Let's walk though this with your data. Read the data into a matrix obs of time series:
obs <- structure(c(0.03333333, 0.03810624, 0, 0.03776683, 0.06606607,
0.03900325, 0.03125, 0, 0.04927885, 0.0610687, 0.03846154, 0,
0.06028636, 0.09646302, 0.04444444, 0.01111111, 0.02309469, 0.03846154,
0.03119869, 0.01201201, 0.02058505, 0.015625, 0, 0.01802885,
0.02290076, 0, 0, 0.03843256, 0.05144695, 0.06666667, 0.9555556,
0.9387991, 0.9615385, 0.9310345, 0.9219219, 0.9404117, 0.953125,
1, 0.9326923, 0.9160305, 0.9615385, 1, 0.9012811, 0.85209, 0.8888889
), .Dim = c(15L, 3L), .Dimnames = list(NULL, c("Series 1", "Series 2",
"Series 3")), .Tsp = c(1, 15, 1), class = c("mts", "ts", "matrix"
))
You can check whether this worked by typing
obs
Now, you have a few zeros in there, which will be a problem once you take logarithms. A simple solution is to set everything that is less than a small $\epsilon$ to that $\epsilon$:
epsilon <- 0.0001
obs[obs<epsilon] <- epsilon
Now the modified rows do not sum to 1 any more.
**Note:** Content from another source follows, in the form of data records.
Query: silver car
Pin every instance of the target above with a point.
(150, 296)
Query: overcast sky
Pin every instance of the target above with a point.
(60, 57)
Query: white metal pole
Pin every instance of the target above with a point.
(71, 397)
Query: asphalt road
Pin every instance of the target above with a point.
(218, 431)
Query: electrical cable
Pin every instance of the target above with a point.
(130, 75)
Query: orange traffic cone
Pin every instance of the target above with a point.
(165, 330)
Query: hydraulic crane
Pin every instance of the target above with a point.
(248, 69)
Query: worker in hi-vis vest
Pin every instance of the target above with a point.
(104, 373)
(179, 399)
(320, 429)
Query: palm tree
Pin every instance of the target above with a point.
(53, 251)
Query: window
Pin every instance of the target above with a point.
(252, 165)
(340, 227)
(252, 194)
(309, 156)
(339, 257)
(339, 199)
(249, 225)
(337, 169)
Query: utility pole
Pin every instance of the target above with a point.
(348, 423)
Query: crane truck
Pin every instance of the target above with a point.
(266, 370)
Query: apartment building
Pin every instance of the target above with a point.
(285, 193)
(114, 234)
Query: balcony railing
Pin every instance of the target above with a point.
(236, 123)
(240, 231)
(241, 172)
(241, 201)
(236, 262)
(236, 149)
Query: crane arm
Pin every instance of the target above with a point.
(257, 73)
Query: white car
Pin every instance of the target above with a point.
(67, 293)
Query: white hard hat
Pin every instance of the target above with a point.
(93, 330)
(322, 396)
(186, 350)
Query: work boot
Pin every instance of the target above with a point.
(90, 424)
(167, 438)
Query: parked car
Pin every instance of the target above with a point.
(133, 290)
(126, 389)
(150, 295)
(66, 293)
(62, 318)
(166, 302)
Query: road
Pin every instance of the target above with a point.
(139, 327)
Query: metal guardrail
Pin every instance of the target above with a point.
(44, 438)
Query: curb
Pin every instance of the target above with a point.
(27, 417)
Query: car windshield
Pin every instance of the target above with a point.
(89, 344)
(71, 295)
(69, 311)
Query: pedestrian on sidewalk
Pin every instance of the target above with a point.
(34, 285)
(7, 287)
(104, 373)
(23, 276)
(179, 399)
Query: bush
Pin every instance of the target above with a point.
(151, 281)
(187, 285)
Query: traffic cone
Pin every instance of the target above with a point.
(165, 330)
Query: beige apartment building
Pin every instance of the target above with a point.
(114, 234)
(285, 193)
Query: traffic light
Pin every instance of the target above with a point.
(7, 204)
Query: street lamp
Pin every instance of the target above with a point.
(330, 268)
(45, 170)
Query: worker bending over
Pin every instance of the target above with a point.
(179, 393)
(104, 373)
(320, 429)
We can rectify that (although I think this might make the forecast worse):
obs <- obs/matrix(rowSums(obs),nrow=nrow(obs),ncol=ncol(obs),byrow=FALSE)
Now we transform the data as per page 35 of the presentation:
zz <- log(obs[,-ncol(obs)]/obs[,ncol(obs)])
colnames(zz) <- head(colnames(obs),-1)
zz
Load the forecast package and set a horizon of 5 time points:
library(forecast)
horizon <- 5
Now model and forecast the transformed data column by column. Here I am simply calling ets(), which will attempt to fit a state space exponential smoothing model. It turns out that it uses single exponential smoothing for all three series, but especially if you have more than 15 time periods, it may select trend models. Or if you have monthly data, explain to R that you have a potential seasonality, by using ts() with frequency=12 - then ets() will look at seasonal models.
baz <- apply(zz,2,function(xx)forecast(ets(xx),horizon=horizon)["mean"])
forecasts.transformed <- cbind(baz[[1]]$mean,baz[[2]]$mean)
Next we backtransform the forecasts as per page 38 of the presentation:
forecasts <- cbind(exp(forecasts.transformed),1)/(1+rowSums(exp(forecasts.transformed)))
Finally, let's plot histories and forecasts:
plot(obs[,1],ylim=c(0,1),xlim=c(1,nrow(obs)+horizon),type="n",ylab="")
for ( ii in 1:ncol(obs) ) {
lines(obs[,ii],type="o",pch=19,col=ii)
lines(forecasts[,ii],type="o",pch=21,col=ii,lty=2)
}
legend("left",inset=.01,lwd=1,col=1:ncol(obs),pch=19,legend=colnames(obs))
EDIT: a paper on compositional time series forecasting just appeared. I haven't read it, but it may be of interest.